Emilio Estevez wrote and directed this drama following the lives of 22 people in the Ambassador Hotel the day Robert F. Kennedy was assassinated. Though his name supplies the title to this Altman-esque feature, Bobby Kennedy is not a character. The real politician is however seen in archival footage woven throughout the narrative. The various stories are meant to peek into the various cultural currents that were running through America at the time from the hippie movement to the war in Vietnam. The stronger stories keep the film from lagging under its own ambitions, making it a compelling look into the ways RFK's death altered the course of America and the lives of its people.

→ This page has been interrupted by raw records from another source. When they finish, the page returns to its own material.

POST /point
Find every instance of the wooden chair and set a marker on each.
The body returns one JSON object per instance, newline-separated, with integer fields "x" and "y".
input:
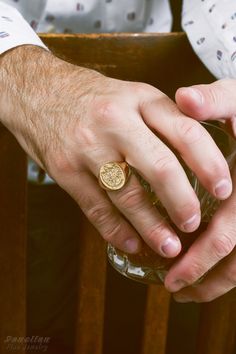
{"x": 167, "y": 62}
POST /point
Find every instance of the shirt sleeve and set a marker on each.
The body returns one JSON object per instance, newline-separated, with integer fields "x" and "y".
{"x": 211, "y": 29}
{"x": 14, "y": 30}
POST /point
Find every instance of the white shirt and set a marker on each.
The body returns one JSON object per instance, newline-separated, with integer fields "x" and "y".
{"x": 210, "y": 24}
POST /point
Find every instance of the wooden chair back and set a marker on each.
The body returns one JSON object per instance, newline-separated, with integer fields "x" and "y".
{"x": 167, "y": 62}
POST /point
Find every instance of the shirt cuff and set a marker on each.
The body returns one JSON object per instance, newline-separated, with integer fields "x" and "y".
{"x": 15, "y": 31}
{"x": 211, "y": 30}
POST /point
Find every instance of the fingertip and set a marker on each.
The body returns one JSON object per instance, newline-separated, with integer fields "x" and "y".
{"x": 171, "y": 247}
{"x": 132, "y": 246}
{"x": 190, "y": 101}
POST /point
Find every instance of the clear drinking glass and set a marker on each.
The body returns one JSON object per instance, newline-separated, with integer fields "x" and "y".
{"x": 149, "y": 267}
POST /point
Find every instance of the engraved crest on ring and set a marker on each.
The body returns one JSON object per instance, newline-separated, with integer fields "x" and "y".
{"x": 112, "y": 176}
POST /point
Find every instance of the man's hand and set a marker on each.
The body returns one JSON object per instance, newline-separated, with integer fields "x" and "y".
{"x": 72, "y": 120}
{"x": 214, "y": 251}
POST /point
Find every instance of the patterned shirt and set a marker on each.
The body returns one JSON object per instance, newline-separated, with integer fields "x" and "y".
{"x": 210, "y": 25}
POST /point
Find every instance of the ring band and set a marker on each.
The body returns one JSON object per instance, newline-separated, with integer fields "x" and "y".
{"x": 113, "y": 176}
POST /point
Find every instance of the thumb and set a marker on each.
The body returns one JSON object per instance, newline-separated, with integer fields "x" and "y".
{"x": 208, "y": 102}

One of the film's best stories is kitchen worker Jose, who has tickets to go see Dodgers pitcher Don Drysdale beat the consecutive shut out record. However, racist kitchen manager Timmons (Christian Slater, ROBIN HOOD) has assigned him a double shift without telling him. So Jose gives his tickets to the dignified cook Edward Robinson (Laurence Fishburne, WHAT'S LOVE GOT TO DO WITH IT?), much to the dismay of angry fellow kitchen worker Miguel (Jacob Vargas, 2004's FLIGHT OF THE PHOENIX), who wants to make money on it. Diane (Lindsay Lohan, MEAN GIRLS) plans to marry fellow high school student William (Elijah Wood, LORD OF THE RINGS) in an effort to keep him out of Vietnam. Kennedy campaign workers Cooper (Shia LaBeouf, TRANSFORMERS) and Jimmy (Brian Geraghty, JARHEAD) play hooky from their duties to find drug dealer Fisher (Ashton Kutcher, TV's THAT 70S SHOW), who gives them acid so they can get closer to God. And waitress/wanna-be actress Susan Taylor (Mary Elizabeth Winstead, GRINDHOUSE) knows they're high. Wade (Joshua Jackson, TV's DAWSON'S CREEK) is running RFK's campaign and sets up a meeting with Bobby and dedicated black campaign worker Dwayne (Nick Cannon, DRUMLINE), who is just shy of militant.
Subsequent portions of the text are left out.